The New Rules Project’s latest analysis compared the Internet service options and prices available to residents of both Charlotte and the Raleigh-Durham area to those available to residents of Salisbury and Wilson. Salisbury and Wilson because both built community fiber networks that offer faster connections to residents and businesses at more affordable prices.
New Rules Project analysts are concerned that banning community networks would hit North Carolina small businesses—both in major metro areas and in rural areas—especially hard. Internet speed, cost, and reliability are already drivers of business location—and can only be expected to increase in importance.

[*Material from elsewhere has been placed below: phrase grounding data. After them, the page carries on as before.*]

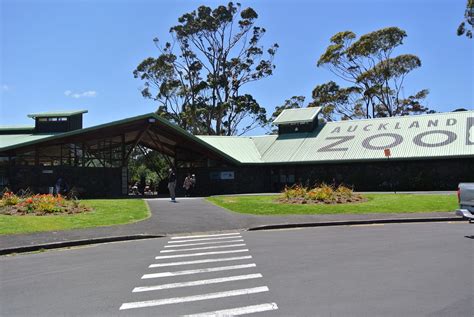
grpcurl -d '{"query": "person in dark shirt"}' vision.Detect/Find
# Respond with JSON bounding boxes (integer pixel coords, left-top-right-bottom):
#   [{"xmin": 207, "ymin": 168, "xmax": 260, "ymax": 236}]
[{"xmin": 167, "ymin": 168, "xmax": 177, "ymax": 202}]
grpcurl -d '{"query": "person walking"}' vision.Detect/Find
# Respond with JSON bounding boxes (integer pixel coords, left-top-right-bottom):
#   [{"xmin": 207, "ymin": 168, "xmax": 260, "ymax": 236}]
[
  {"xmin": 183, "ymin": 173, "xmax": 193, "ymax": 197},
  {"xmin": 167, "ymin": 168, "xmax": 177, "ymax": 202},
  {"xmin": 191, "ymin": 174, "xmax": 196, "ymax": 196}
]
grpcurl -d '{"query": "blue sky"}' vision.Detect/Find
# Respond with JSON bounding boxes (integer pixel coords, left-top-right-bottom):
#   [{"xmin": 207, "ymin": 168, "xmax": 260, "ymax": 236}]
[{"xmin": 1, "ymin": 0, "xmax": 473, "ymax": 135}]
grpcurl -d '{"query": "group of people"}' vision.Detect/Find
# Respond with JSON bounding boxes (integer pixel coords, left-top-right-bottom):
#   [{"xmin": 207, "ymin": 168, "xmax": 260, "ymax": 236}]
[
  {"xmin": 129, "ymin": 168, "xmax": 196, "ymax": 201},
  {"xmin": 167, "ymin": 168, "xmax": 196, "ymax": 202}
]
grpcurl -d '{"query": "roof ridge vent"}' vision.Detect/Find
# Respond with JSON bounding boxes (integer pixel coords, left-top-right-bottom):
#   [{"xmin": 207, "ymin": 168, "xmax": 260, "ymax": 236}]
[{"xmin": 273, "ymin": 107, "xmax": 321, "ymax": 134}]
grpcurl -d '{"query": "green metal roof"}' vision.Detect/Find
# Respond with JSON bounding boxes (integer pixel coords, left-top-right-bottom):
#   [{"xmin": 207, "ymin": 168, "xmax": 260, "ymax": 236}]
[
  {"xmin": 273, "ymin": 107, "xmax": 321, "ymax": 125},
  {"xmin": 0, "ymin": 113, "xmax": 241, "ymax": 165},
  {"xmin": 0, "ymin": 133, "xmax": 57, "ymax": 149},
  {"xmin": 0, "ymin": 126, "xmax": 35, "ymax": 131},
  {"xmin": 199, "ymin": 110, "xmax": 474, "ymax": 164},
  {"xmin": 2, "ymin": 110, "xmax": 473, "ymax": 165},
  {"xmin": 27, "ymin": 109, "xmax": 88, "ymax": 118},
  {"xmin": 196, "ymin": 136, "xmax": 265, "ymax": 163}
]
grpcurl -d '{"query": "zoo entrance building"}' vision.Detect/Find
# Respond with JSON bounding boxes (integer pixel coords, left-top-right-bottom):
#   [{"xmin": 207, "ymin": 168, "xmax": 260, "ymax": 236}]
[{"xmin": 0, "ymin": 108, "xmax": 473, "ymax": 197}]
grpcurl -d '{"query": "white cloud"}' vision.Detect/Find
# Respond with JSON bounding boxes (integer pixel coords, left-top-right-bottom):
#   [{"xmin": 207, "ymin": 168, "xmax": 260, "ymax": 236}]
[
  {"xmin": 2, "ymin": 85, "xmax": 10, "ymax": 91},
  {"xmin": 64, "ymin": 90, "xmax": 97, "ymax": 98}
]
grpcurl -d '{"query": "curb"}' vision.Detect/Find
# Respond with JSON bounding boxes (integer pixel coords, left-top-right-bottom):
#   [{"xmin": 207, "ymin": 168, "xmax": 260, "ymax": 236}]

Upstream and downstream speeds impact the effectiveness of digital age business necessities that increasingly depend on “the cloud.”
“The reliance on big national phone and cable companies isn’t working. They are too reluctant to invest in the broadband infrastructure we need to remain competitive, which is why we have seen communities step up to build their own faster, more reliable, and less expensive broadband networks,” continued Mitchell.